Contrarian

·foundational

Risk Premium

Howard Marks

The additional return investors require above the risk-free rate to compensate for bearing the risk of an uncertain outcome — which expands during periods of fear and compresses during periods of greed.

The riskiest thing in the world is to believe there is no risk.

Howard Marks

Deeper Explanation

The risk premium is the compensation that capital providers demand for tolerating uncertainty. In theory, riskier assets should offer higher expected returns than safer ones — otherwise rational investors would simply hold the safe assets. The risk premium is the mechanism by which this compensation is delivered.
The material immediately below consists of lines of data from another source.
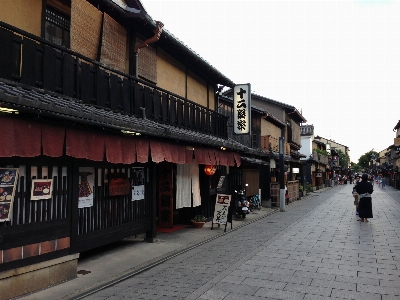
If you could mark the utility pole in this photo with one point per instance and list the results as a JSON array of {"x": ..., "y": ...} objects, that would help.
[{"x": 282, "y": 173}]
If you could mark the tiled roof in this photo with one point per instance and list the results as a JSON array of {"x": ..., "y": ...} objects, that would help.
[{"x": 42, "y": 103}]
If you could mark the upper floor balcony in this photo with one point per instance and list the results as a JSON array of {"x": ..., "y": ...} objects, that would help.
[{"x": 35, "y": 62}]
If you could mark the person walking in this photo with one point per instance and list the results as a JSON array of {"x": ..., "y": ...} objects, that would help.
[
  {"x": 364, "y": 189},
  {"x": 355, "y": 194}
]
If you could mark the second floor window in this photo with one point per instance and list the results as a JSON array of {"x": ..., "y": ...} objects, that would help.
[{"x": 57, "y": 27}]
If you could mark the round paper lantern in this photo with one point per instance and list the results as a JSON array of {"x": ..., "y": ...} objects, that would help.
[{"x": 210, "y": 170}]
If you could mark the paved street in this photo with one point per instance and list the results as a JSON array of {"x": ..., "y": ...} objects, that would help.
[{"x": 316, "y": 249}]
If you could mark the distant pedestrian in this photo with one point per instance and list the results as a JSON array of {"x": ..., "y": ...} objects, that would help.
[
  {"x": 364, "y": 189},
  {"x": 355, "y": 194}
]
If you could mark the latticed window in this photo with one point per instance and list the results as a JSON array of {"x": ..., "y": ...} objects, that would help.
[{"x": 57, "y": 27}]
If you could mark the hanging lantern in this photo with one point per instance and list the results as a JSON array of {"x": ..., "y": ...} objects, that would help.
[{"x": 210, "y": 170}]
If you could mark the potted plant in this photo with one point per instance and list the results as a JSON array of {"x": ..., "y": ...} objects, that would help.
[{"x": 198, "y": 221}]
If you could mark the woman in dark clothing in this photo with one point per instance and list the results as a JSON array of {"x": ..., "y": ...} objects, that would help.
[{"x": 364, "y": 189}]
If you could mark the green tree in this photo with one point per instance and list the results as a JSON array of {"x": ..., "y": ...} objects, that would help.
[
  {"x": 364, "y": 159},
  {"x": 356, "y": 167}
]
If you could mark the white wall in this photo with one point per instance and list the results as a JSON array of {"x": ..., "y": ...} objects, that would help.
[{"x": 306, "y": 146}]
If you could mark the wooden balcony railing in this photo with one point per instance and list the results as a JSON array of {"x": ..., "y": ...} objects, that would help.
[
  {"x": 35, "y": 62},
  {"x": 268, "y": 142},
  {"x": 324, "y": 159}
]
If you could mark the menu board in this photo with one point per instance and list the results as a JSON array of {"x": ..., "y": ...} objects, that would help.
[
  {"x": 222, "y": 209},
  {"x": 8, "y": 183}
]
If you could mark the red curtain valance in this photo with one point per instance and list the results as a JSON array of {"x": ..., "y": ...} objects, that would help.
[{"x": 29, "y": 139}]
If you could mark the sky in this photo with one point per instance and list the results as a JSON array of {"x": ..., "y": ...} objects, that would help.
[{"x": 337, "y": 62}]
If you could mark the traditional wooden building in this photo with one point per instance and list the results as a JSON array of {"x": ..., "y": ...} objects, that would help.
[
  {"x": 279, "y": 120},
  {"x": 316, "y": 162},
  {"x": 108, "y": 122}
]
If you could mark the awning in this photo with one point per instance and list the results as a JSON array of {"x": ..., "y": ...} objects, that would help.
[{"x": 28, "y": 138}]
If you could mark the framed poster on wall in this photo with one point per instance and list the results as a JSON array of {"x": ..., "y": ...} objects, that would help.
[
  {"x": 8, "y": 183},
  {"x": 41, "y": 189}
]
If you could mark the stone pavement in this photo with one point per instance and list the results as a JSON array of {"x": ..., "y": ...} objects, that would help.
[{"x": 316, "y": 249}]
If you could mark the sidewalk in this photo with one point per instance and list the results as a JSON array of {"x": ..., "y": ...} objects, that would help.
[{"x": 130, "y": 256}]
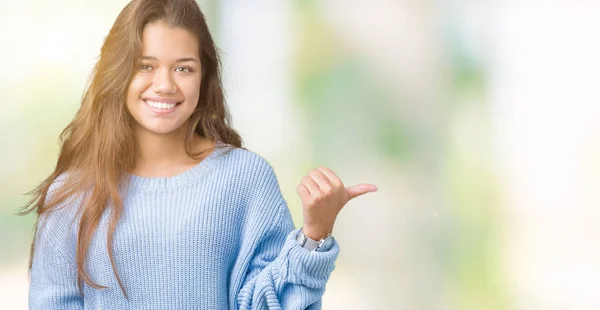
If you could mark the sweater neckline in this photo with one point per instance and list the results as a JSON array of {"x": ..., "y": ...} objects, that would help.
[{"x": 184, "y": 177}]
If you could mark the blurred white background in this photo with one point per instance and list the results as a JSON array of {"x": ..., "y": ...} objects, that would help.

In practice, risk premiums are not fixed — they fluctuate dramatically with investor sentiment. During periods of fear and pessimism, risk premiums expand: investors demand more compensation for holding uncertain assets, which means they pay lower prices (since lower prices imply higher expected returns, given the same future cash flows). During periods of greed and optimism, risk premiums compress: investors accept less compensation for uncertainty, which means they pay higher prices and accept lower expected returns. This cyclical variation in risk premiums is the primary opportunity for contrarian investors. When risk premiums are abnormally wide — as they were for high-yield bonds in 2002, 2009, and during other periods of acute fear — expected returns are very high and the margin of safety is large even for conservative assumptions. When risk premiums are abnormally narrow — as they were for equities in 2000 and credit in 2007 — expected returns are low and the margin of safety is thin. Howard Marks's framework for assessing market conditions is fundamentally about risk premiums: when they are too compressed (investors are being paid too little for the risk they are assuming), reduce exposure and increase defensiveness; when they are too wide (investors are being paid too much for the risk, reflecting excessive fear), increase exposure and be aggressive. Risk premiums are observable through yield spreads in credit markets and through valuation multiples in equity markets.